Или в один миг превзойти все Его законы,
Сделайте Бога образом человека, а человека - конечной причиной,
Найдите добродетель на местах, все отношения презирайте,
Видеть все в себе, и только для себя родиться;
Ничто не может быть столь определенным, как наш разум,
Ничто не вызывает таких сомнений, как душа и воля. 32
Очевидно, что Поуп углублялся в философию, и не только вместе с Болингброком; несостоятельный "Трактат о человеческой природе" Юма появился в 1739 году, за три года до этой четвертой книги "Дунсиады". Есть некоторые свидетельства того, что виконт уже передал поэту деизм Шафтсбери, отточенный мудростью мира. 33 Довольно сатиры и банальностей, сказал Болингброк; обрати свою музу к божественной философии. "Лорд Батерст, - сообщал Джозеф Уортон, - неоднократно уверял меня, что читал всю схему "Эссе [о человеке]", написанную почерком Болингброка и составленную в виде ряда предложений, которые Поуп должен был изложить в стихах и проиллюстрировать". 34 Похоже, Поуп так и поступил, вплоть до использования отдельных фраз лорда-скептика 35, но при этом добавил несколько спасительных остатков своего христианского вероучения. Так он выпустил свое "Эссе о человеке: Послание I в феврале 1733 года; Послания II и III позднее в том же году; Послание IV в 1734 году.
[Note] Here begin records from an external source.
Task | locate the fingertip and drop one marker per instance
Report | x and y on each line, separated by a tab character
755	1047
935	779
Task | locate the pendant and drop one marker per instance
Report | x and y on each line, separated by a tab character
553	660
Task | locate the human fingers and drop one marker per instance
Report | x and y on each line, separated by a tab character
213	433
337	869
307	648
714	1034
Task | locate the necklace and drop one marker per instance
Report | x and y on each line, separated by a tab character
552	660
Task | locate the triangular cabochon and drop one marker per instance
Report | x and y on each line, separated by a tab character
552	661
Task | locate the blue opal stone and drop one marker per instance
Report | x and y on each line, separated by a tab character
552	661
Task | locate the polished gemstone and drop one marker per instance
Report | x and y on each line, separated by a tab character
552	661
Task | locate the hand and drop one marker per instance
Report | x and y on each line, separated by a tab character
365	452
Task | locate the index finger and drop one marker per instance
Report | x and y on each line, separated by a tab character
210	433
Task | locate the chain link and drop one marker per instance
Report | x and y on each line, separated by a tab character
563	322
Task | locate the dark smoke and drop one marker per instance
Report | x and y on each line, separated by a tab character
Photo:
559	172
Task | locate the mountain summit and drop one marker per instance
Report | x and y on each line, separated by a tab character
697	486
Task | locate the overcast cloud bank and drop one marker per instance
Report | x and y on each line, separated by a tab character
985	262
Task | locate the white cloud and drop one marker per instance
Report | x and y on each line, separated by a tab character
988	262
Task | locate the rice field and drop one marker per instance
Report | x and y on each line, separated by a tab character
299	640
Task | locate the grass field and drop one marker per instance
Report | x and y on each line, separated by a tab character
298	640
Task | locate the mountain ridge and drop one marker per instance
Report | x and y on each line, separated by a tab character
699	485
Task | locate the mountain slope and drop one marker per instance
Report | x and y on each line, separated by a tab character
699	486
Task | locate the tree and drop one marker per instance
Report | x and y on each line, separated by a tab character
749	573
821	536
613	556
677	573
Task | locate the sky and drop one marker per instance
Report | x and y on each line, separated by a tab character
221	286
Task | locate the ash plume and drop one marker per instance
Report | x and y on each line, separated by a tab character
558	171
Вскоре оно было переведено на французский язык, и дюжина галлов приветствовала его как одно из самых блестящих объединений поэзии и философии, когда-либо созданных.
Сегодня о нем вспоминают в основном благодаря строкам, которые знают все; давайте же отдадим должное Папе и рассмотрим их в контексте его творчества и мысли. Он начинает с апострофа в адрес Болингброка:
Проснись, мой святой Иоанн! Оставь все низменные дела.
За низменные амбиции и гордость королей.